Simply put, SaaS can save a company the headaches of ongoing maintenance, time and money in IT support and equipment costs. Additionally, the key factors that can influence and organizations choice of adopting a SaaS solution are scalability, accessibility, flexibility, and dependability, as well as massive advantage of speed to market.
Pitfalls in SAAS * Standard product for all customers: with enterprise resource planning (ERP) and customer relationship management (CRM) products, there has traditionally been a greater deployment investment with customizing the software to fit the business. Some SaaS products offer limited customization options. These possible limitations may require adopters to change their internal operations to fit the application.
* Outages: the presence or absence of a guarantee on uptime should be an element considered when selecting an on-demand provider. Why so? Because there is always a possibility that an outage may occur, no matter how remote the possibility. Many SaaS providers will build “uptime guarantees” into their service level agreements (SLAs). That’s not to say that reliability won’t keep improving—such guarantees, as well as mounting competition, all but insures that outages will become increasingly rare.
* Single tenant: some SaaS offerings are built on what is referred to as “single-tenant” architecture. This means that these offerings were built to a single company’s specifications and make available as a SaaS. Single tenant offerings are likely to encounter the same customization and cost problems as traditional software. Recent advancements in SaaS have given rise to a “multi-tenant” architecture, allowing the vendor the ability to maximize the efficiencies of scale using a shared application and shared hardware.
* Accessibility: Just as much as it’s an argument for, accessibility can also be an argument against if one does not have access to a web browser.
* Cookie cutter: an early criticism of SaaS is that the offerings were too generalized. They also couldn’t be customized like traditional software applications and even certain shrink-wrap applications. In the early days, extensibility and integration was clumsy. It’s important to note that many SaaS providers now offer customization platforms that are extremely robust and make integration and extensibility as easy as point-and-click.

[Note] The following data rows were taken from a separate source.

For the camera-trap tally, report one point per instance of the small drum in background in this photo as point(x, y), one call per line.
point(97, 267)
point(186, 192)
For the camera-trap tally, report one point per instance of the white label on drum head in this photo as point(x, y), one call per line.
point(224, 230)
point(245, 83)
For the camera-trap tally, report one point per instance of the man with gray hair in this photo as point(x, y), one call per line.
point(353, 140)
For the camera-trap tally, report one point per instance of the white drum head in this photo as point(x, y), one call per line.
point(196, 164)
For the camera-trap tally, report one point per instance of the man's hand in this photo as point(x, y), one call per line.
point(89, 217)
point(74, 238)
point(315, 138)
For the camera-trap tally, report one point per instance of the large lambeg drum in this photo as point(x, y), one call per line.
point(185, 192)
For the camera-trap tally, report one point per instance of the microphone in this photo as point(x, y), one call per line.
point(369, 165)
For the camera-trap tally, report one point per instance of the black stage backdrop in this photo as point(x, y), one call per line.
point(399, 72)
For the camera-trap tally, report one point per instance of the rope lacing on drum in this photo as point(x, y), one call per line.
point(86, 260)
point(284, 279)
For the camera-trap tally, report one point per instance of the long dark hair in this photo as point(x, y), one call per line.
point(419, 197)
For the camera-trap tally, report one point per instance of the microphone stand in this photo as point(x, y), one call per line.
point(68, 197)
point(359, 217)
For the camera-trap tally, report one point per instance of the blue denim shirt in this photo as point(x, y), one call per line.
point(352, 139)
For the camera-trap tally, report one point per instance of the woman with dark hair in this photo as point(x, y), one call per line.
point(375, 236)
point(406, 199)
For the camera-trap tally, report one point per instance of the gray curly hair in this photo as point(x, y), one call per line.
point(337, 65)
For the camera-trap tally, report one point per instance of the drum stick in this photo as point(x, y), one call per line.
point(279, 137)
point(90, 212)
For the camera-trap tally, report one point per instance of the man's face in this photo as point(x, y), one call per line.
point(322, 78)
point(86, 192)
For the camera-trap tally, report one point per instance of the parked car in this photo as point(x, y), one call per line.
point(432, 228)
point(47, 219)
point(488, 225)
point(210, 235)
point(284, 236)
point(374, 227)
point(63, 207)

* Scale: the majority SaaS providers are aiming for the small-to-medium-business (SMB) market. Those SaaS applications may not scale to tens of thousands of concurrent users. As SaaS and business continue to evolve, this is likely to change.
After all this there was no reply from my wife.. She was already into deep sleep!!!! :D
Note: The above conversation have adapted definitions, references and other well know articles on SaaS. I presume to present due credit to them wherever required, whether mentioned in article or not.